Couverture du livre L'histrion du diable

Auteur : Michel Maisonneuve

Date de saisie : 05/02/2015

Genre : Romans et nouvelles - français

Editeur : Gaïa, Monfort-en-Chalosse, France

Prix : 22.00 €

ISBN : 978-2-84720-469-8

GENCOD : 9782847204698

Sorti le : 07/01/2015

Roman picaresque, parcourant l'Italie et La Provence, au XIVème siècle, à la suite d'un saltimbanque nommé Naselli, créateur inspiré du personnage d'Arlequin.


  • Le courrier des auteurs : 21/02/2015

1) Qui êtes-vous ? !
Un enfant qui a pris de sales manies d'adulte. Et un amoureux de Brassens.

2) Quel est le thème central de ce livre ?
Le rire comme antidote, à travers la création du personnage d'Arlecchino.

3) Si vous deviez mettre en avant une phrase de ce livre, laquelle choisiriez-vous ?
«Au Diable richesses, brocarts et gros sous, vous valez bien les princes, et je suis votre Fou !» En tous cas, j'aurais bien aimé l'être.

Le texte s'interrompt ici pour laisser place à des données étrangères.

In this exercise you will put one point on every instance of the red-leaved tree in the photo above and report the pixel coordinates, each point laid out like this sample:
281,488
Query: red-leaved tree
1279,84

4) Si ce livre était une musique, quelle serait-elle ?
Amarcord, de Nino Rota.

5) Qu'aimeriez-vous partager avec vos lecteurs en priorité ?
Le rire, l'émotion, et puis d'autres grands mots qui tendent à devenir désuets, comme le désir de fraternité. Bah, disons l'accompagnement.

6) Avez-vous des rituels d'écrivain ? (Choix du lieu, de l'horaire, d'une musique de fond) ?
Pas de rituel. Si, la musique, permanente.

7) Comment vous vient l'inspiration ?
Elle ne vient pas. Je dois me coller au boulot, le reste est effet d'entraînement.

8) Comment l'écriture est-elle entrée dans votre vie ? Vous êtes-vous dit enfant ou adolescent «un jour j'écrirai des livres» ?
Ma mère écrivait des poèmes. Des poèmes de HLM, pour une dame qui avait commencé à travailler dès l'âge de douze ans. Je les ai toujours trouvés beaux.

9) Vous souvenez-vous de vos premiers chocs littéraires (en tant que lecteur) ?
Oui, très bien : Le capitaine Fracasse, de Théophile Gautier. Puis Jules Verne. Plus tard, Jacques Prévert, et un poil plus tard encore, Le Concombre masqué.

10) Savez-vous à quoi servent les écrivains ? !
À la fin de L'histrion je remercie tous les baladins, qui apportent au monde le soulas !» Le soulagement de l'âme que les gais saltimbanques sèment à tous les vents. L'écrivain peut servir à cela, lui aussi.


  • Les présentations des éditeurs : 21/02/2015

Tout le monde croit connaître Arlequin, ce gai baladin, avec sa guitare et ses entrechats. Mais où et quand est-il né ? Personne ne le sait. On pense qu'il est venu du fin fond d'une vallée bergamasque, ou de l'Enfer, ce rejeton du Diable.
Alors, retraçons ses origines, faisons revivre celui qui a créé Arlecchino, suivons-le pas à pas, partageons ses misères et sa gloire. À l'aube du Quattrocento, la peste, la disette et les guerres ravagent l'Italie et la Provence.
Le voici : c'est un saltimbanque, il s'appelle Naselli. Au fil du chemin, il va créer l'habit, dont chaque couleur contient une part de sa propre histoire, puis il créera le masque. Mais par-dessus tout, face à l'injustice du monde, il apprendra à transformer sa colère en rire libérateur.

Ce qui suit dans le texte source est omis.